# William Webster (books on Roman Catholic church and it's doctrine)



## Mayflower (Sep 16, 2005)

Does anyone of you ever read books from William Webster? I know that he was an (ex)Catholic before, who writes now books against the RCC and it's doctrine. Are they good to read ?


Some books i saw where :
-Saving Faith: How Does Rome Define It?
-The Matthew 16 Controversy: Peter and the Rock
-The Church of Rome at the Bar of History
-Salvation: The Bible & Roman Catholicism
-Roman Catholic Tradition: Claims and Contradictions


----------



## Scott (Sep 16, 2005)

I don't know about his books but I have personally found this very helpful.


----------



## VirginiaHuguenot (Sep 16, 2005)

> _Originally posted by Mayflower_
> Does anyone of you ever read books from William Webster? I know that he was an (ex)Catholic before, who writes now books against the RCC and it's doctrine.

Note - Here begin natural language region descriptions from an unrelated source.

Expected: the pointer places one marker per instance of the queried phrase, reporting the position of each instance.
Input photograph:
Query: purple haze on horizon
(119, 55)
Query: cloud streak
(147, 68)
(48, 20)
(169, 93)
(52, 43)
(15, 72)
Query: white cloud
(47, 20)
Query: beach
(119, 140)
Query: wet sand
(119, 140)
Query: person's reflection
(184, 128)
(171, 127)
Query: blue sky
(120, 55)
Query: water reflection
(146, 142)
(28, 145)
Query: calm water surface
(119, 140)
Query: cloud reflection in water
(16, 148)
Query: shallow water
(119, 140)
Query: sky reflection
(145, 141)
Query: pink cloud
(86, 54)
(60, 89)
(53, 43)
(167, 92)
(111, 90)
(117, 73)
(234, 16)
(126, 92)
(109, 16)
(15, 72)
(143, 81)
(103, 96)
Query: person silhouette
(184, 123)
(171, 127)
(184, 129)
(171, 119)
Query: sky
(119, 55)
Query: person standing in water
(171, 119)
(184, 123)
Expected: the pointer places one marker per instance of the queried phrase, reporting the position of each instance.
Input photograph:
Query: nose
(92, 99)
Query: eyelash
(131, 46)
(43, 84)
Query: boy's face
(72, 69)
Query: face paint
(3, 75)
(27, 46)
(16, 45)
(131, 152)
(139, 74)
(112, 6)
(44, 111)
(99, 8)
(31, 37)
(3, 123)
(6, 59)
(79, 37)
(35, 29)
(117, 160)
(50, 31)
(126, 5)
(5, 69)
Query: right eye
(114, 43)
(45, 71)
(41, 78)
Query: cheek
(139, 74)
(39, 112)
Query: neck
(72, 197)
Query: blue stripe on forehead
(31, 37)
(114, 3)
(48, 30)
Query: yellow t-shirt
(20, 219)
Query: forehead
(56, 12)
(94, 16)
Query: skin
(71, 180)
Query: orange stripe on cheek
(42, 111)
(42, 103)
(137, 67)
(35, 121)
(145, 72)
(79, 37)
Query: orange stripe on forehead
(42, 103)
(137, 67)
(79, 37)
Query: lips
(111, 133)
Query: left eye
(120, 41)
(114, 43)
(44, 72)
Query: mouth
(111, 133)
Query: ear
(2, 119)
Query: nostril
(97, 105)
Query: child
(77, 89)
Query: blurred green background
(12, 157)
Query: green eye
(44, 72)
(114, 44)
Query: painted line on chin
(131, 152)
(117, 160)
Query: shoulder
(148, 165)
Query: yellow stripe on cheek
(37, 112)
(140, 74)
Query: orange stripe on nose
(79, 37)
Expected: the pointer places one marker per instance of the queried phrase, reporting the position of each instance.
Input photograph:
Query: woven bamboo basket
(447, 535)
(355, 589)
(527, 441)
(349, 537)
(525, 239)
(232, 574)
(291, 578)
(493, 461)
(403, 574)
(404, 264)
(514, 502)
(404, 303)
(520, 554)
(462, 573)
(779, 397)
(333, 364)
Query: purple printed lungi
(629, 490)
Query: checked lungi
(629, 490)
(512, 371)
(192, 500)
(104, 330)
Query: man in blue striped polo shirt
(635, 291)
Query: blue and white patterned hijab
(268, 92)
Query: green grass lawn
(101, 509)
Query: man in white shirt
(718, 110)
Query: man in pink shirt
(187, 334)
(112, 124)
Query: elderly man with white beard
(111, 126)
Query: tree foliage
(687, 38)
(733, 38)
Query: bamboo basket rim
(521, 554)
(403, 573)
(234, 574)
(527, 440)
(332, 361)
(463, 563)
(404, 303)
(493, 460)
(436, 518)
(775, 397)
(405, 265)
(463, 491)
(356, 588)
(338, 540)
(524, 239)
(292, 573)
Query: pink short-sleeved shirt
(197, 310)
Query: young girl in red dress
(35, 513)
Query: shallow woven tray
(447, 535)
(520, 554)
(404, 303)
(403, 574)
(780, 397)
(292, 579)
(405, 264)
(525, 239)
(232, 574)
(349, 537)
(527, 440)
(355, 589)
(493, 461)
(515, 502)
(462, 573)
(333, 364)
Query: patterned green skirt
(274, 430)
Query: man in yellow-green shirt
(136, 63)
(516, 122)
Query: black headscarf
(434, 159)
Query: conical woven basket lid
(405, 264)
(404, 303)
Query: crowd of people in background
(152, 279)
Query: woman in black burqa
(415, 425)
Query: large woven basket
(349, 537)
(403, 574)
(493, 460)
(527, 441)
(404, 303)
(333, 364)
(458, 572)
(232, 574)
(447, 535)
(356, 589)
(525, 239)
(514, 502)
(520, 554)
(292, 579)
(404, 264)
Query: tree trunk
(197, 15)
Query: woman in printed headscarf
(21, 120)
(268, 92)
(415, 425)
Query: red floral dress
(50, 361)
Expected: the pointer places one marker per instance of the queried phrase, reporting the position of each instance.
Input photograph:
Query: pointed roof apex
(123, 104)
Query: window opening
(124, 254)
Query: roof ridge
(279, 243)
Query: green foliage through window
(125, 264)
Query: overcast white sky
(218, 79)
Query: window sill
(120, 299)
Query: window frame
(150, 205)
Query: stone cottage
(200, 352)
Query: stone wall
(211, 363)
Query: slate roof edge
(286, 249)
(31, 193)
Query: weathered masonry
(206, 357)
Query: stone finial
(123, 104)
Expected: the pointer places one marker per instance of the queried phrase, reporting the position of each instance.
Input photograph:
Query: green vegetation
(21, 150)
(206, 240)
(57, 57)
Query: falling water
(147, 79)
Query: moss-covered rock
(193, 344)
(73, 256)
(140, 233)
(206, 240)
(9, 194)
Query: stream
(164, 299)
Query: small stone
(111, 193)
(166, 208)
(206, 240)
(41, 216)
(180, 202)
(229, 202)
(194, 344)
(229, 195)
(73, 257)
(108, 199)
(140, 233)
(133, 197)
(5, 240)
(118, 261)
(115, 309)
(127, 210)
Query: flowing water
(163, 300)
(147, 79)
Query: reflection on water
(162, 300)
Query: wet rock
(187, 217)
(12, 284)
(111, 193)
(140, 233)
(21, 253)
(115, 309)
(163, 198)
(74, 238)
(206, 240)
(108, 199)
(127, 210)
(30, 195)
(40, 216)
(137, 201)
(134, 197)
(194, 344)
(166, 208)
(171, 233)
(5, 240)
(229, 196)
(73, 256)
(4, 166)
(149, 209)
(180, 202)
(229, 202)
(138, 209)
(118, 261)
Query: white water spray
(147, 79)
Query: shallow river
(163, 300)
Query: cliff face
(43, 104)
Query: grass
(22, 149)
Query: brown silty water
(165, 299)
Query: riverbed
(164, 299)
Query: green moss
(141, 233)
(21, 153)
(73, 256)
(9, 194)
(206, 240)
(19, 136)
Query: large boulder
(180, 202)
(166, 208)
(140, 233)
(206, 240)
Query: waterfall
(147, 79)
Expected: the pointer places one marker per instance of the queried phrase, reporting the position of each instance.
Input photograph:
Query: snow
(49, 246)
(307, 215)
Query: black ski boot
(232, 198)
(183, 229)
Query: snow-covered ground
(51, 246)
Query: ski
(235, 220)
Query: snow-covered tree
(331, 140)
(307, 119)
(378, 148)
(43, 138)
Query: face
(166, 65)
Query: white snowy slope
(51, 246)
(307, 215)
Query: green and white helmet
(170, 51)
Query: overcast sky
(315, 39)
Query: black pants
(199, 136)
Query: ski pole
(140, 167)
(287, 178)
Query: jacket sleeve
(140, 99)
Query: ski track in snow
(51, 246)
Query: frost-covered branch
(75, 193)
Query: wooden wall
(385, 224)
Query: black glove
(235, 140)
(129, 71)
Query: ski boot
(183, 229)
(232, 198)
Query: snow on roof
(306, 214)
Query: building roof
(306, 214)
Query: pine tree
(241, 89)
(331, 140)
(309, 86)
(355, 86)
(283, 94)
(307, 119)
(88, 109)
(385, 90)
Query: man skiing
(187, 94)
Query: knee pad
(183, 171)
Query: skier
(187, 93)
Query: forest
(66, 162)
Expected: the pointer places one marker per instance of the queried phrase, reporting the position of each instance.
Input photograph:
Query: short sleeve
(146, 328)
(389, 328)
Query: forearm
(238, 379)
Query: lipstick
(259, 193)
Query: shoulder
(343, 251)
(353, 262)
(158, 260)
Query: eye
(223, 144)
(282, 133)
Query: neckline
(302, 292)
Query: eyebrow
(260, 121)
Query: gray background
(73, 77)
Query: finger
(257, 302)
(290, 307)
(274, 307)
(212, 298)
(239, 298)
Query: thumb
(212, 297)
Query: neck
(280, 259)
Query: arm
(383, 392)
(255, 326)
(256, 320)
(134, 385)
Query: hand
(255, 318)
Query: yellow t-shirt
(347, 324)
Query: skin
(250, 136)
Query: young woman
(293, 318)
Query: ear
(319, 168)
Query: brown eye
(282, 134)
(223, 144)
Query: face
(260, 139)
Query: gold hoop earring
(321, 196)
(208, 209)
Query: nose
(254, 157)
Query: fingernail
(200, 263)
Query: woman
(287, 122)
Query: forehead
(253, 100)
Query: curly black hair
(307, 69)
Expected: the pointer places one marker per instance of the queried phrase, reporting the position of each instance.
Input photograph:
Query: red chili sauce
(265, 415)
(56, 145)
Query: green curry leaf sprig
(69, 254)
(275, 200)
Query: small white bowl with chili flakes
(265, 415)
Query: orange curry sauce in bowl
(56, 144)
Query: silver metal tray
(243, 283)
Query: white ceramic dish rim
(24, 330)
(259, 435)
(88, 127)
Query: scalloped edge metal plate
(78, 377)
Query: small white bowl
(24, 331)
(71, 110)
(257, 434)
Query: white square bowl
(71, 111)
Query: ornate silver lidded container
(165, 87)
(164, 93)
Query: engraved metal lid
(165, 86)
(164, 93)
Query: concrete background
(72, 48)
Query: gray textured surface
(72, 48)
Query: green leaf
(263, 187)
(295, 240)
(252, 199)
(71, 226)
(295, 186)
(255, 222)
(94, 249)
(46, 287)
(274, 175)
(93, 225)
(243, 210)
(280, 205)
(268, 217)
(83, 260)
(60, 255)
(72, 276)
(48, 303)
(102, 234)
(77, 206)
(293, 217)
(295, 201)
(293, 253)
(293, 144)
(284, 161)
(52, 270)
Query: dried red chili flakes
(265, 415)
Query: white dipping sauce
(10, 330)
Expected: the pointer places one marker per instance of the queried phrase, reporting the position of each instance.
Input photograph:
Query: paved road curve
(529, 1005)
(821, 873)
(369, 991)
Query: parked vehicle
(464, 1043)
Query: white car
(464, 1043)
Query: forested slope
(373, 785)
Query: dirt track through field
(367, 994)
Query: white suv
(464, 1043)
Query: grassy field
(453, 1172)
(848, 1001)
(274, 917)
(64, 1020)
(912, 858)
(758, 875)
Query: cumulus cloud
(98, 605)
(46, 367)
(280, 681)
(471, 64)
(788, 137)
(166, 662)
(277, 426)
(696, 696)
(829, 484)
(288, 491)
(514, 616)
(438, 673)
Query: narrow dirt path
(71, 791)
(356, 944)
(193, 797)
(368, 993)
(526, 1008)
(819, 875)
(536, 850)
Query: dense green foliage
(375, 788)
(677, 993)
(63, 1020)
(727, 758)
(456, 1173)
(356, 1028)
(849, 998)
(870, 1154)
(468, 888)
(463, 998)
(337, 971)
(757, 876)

Are they good to read ?
> 
> 
> ...



I have not read the others but _The Church of Rome at the Bar of History_ is quite good.


----------



## rgrove (Sep 16, 2005)

I second Andrew's recommendation. Excellent book. Everything is ver well documented. 

You don't have the "Holy Scripture" series that Webster did with Pastor David T. King (who posts here as DTK) is also very good.

[Edited on 9-16-2005 by rgrove]


----------



## Scot (Sep 16, 2005)

I have "Salvation, The Bible and Roman Catholicism" and "The Christian: Following Christ as Lord." I think that they're both very good.


----------